Je l'ignorais. La baronne se récrie. Comment! Est-ce possible? Moi, le fils du général!... Enfin, la France, elle, n'oublie pas. Et Mme de Haulka, se faisant très amie, presque maternelle, m'assure que je devrais profiter de cette occasion pour demander ma réintégration dans l'armée. Elle m'apprend qu'elle peut m'être utile. Je n'ai qu'à essayer. Elle répond du succès.
La baronne ne se vantait pas. Elle m'a été fort utile. Peu de temps après notre première rencontre, c'est-à-dire vers le 20 juin 1898, j'ai reçu notification du fait que je suis affecté au régiment d'infanterie qui tient garnison à O... Il est entendu qu'on considérera le temps passé par moi à l'étranger comme ayant été consacré à une mission spéciale. J'aurai simplement à dire ce que je pense de l'armée anglaise. Pas difficile. Je n'aurai rien à dire. Avant de quitter Londres, j'ai revu plusieurs fois Mme de Haulka, qui s'est toujours montrée fort aimable pour moi.

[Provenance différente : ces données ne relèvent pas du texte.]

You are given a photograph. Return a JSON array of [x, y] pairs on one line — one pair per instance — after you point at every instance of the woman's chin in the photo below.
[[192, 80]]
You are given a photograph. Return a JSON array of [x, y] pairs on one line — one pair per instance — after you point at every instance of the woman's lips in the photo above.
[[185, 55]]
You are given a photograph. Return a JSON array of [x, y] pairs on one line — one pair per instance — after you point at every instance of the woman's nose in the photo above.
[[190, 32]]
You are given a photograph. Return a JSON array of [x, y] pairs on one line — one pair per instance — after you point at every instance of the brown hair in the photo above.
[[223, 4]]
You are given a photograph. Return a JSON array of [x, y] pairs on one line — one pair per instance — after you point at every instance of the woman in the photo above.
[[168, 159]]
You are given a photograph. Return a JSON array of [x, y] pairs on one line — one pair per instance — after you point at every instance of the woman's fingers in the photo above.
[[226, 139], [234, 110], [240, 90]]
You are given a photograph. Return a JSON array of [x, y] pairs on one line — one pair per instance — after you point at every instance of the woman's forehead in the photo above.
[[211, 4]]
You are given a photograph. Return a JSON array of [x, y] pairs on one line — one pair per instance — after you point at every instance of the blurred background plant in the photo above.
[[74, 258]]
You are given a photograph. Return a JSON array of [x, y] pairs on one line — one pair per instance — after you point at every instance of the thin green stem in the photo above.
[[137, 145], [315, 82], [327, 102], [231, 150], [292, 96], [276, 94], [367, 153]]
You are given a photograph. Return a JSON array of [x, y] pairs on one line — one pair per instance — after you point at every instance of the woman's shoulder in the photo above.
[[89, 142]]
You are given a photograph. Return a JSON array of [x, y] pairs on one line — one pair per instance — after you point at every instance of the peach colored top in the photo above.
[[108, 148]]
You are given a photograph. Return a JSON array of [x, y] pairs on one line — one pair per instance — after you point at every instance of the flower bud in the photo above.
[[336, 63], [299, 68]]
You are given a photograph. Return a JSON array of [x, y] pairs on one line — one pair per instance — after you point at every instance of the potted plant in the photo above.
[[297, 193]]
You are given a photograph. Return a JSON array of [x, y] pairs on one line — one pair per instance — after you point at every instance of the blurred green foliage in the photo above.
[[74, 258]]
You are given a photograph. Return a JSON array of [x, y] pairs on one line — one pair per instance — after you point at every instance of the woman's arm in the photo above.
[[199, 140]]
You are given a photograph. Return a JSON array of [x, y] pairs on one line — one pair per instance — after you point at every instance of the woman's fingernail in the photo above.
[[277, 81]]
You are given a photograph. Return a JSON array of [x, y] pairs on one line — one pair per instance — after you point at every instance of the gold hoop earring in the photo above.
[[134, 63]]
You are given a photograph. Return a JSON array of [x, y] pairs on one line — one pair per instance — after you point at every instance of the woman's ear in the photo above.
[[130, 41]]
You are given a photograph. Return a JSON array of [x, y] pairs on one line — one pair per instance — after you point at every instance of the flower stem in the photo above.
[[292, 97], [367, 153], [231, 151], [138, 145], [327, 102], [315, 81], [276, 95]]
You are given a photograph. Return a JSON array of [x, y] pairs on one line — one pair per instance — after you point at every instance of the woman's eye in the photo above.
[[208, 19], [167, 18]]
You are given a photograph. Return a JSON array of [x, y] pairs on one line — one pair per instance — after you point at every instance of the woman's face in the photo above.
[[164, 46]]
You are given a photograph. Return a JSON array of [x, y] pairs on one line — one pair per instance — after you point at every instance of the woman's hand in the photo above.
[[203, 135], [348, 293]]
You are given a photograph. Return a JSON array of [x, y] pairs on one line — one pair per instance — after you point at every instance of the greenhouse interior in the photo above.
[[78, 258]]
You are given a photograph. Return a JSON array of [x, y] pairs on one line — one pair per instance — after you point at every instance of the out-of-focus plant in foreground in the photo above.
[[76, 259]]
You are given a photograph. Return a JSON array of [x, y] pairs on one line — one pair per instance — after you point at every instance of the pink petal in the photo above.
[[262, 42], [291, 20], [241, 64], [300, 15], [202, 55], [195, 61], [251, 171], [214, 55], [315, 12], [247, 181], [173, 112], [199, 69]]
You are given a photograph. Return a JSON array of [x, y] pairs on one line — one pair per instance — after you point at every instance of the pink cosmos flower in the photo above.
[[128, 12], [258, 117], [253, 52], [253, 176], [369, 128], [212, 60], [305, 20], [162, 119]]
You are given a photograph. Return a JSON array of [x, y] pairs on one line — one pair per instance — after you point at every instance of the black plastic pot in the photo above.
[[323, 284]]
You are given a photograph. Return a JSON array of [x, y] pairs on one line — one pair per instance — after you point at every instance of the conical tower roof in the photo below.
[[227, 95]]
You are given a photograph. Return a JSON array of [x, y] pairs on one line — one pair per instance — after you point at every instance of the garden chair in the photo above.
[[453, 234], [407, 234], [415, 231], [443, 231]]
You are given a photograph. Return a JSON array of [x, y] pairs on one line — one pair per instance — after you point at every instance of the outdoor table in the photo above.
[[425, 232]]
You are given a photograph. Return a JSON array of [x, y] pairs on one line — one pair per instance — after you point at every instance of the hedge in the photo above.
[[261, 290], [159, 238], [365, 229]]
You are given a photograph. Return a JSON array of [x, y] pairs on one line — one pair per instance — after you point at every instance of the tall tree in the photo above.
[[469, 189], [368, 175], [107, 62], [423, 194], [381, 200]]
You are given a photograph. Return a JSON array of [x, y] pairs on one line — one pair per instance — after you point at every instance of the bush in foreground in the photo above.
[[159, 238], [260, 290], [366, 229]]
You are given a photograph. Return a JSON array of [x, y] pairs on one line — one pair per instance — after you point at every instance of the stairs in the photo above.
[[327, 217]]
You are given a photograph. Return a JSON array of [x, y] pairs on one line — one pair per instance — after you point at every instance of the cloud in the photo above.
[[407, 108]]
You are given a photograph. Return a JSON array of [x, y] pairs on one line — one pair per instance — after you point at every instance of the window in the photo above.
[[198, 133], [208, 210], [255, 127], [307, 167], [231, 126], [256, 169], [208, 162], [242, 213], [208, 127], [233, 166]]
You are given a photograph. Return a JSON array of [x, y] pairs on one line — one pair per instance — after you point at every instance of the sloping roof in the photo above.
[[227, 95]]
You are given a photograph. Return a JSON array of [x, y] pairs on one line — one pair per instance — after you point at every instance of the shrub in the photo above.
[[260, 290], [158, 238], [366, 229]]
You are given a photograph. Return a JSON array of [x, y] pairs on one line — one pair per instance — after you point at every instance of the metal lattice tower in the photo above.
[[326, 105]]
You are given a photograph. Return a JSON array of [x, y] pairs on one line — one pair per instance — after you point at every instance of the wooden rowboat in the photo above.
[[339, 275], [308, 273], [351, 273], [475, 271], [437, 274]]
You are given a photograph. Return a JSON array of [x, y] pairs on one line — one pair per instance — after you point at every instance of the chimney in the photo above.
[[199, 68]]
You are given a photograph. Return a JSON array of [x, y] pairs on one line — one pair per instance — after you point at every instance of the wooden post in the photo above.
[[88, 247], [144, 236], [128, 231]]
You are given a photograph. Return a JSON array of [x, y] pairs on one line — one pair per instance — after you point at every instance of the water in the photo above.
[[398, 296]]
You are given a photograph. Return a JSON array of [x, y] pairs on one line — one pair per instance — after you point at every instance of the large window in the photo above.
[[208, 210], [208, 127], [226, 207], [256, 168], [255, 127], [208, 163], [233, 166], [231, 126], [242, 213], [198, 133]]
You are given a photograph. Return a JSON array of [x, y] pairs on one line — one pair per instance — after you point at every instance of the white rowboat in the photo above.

(Ici, je dois ouvrir une parenthèse. On a prétendu, je le sais, que la baronne m'avait remis des documents intéressant le général de Lahaye-Marmenteau et plusieurs de ses collègues, documents dont la possession m'assurait la neutralité et même la bienveillance des personnages en question. C'est un point que je ne veux pas discuter.)
Quelques jours avant mon départ, un matin, je me trouve nez à nez, au coin d'une rue, avec une jeune femme qui pousse un cri en m'apercevant. C'est la Môme-Chichi. Elle me raconte une histoire touchante. Elle est venue à Londres retrouver Fermaille, qui exerce avec succès son métier de ciseleur dans la capitale britannique; elle n'aime pas beaucoup l'Angleterre, mais le devoir avant tout. Elle est si heureuse de me rencontrer! Et Fermaille aussi sera si content!... Comment? Elle s'explique. Fermaille a reconstitué les 20.000 francs que je lui ai donnés à Bône, et avait déjà cherché à se procurer mon adresse, afin de me les renvoyer. Si je voulais venir, demain, chez eux, il me remettrait la somme en mains propres. Mais, certainement...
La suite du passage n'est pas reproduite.